No. I could not allow that to happen. I still had a firm grasp on reality and working with the kids kept my mind off my grief. Also, the bills had to be paid. As my clothes became tighter, I acknowledged the secret to myself; Ifelewa was coming.

On the day that Abeo and I were meant to have gotten married, I called in sick at work and made my way to the chapel with my wedding dress folded and stuffed into a bag: I had named our child in his father's language and he would have his father’s surname too. If nothing else, I could at least give him that.

As I approached the chapel, I slowly unzipped the bag that held my wedding gown. The moment reminded me of a story I had once read about a boy whose jersey got caught on a barbed-wire fence and began to unravel as he walked home. Then, when the wool from his jersey had mapped out his journey home, he began to unravel too, at the gate of his house, until there was nothing left of him. I realised that I often thought of the story because the little boy was me. For my entire life I had been becoming undone, slowly unravelling on my way home.

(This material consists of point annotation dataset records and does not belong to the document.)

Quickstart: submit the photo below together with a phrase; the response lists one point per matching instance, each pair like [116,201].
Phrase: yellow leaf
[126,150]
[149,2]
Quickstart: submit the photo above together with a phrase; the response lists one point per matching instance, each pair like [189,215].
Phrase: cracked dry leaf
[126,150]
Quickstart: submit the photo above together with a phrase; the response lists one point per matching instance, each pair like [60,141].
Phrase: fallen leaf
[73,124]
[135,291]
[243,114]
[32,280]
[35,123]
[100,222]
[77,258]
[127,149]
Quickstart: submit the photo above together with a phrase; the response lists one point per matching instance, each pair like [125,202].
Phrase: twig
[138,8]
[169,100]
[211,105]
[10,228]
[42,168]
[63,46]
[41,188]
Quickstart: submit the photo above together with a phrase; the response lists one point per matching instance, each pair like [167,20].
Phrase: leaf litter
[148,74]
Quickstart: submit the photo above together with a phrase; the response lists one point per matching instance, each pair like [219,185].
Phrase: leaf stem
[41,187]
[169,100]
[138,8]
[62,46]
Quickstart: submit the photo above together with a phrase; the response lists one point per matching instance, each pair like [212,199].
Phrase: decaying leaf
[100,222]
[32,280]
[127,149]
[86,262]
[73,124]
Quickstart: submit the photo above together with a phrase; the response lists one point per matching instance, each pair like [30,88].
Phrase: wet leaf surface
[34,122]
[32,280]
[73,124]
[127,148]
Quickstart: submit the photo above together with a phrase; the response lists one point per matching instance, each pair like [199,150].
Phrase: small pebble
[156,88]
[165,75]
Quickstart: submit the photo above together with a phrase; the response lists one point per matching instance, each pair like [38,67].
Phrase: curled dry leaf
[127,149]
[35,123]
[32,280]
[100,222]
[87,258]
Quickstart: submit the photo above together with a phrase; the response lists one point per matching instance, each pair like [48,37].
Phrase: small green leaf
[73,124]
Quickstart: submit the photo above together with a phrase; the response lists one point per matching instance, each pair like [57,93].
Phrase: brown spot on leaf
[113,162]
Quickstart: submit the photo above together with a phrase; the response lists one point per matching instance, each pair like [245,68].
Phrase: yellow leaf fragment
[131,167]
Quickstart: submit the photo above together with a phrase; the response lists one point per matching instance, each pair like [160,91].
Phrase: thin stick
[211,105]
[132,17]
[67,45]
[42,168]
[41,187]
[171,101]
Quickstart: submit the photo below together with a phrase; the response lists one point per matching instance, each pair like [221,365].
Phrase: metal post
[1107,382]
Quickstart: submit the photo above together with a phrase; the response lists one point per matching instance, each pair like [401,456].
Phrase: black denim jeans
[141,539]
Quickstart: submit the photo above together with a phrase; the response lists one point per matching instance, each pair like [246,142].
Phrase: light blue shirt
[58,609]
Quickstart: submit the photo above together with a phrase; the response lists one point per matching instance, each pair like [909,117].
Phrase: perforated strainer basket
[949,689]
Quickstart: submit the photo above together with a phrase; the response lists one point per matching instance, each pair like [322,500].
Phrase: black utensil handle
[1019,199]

Tears blinded my eyes and I struggled to unzip the bag. Life doesn't know when to stop taking, does it? It strips you of everything and when you have nothing left, it takes you too. It had already taken my Abeo. It stole him from me mere weeks before our wedding day. Now it was clamouring for me, for my sanity. When I woke up from the accident, the doctor had told me about the baby. Neither Abeo and I had known I was pregnant. She then said I was the lone survivor, but I knew that was a lie. I could feel my baby. The ache in my belly had to be Ifelewa.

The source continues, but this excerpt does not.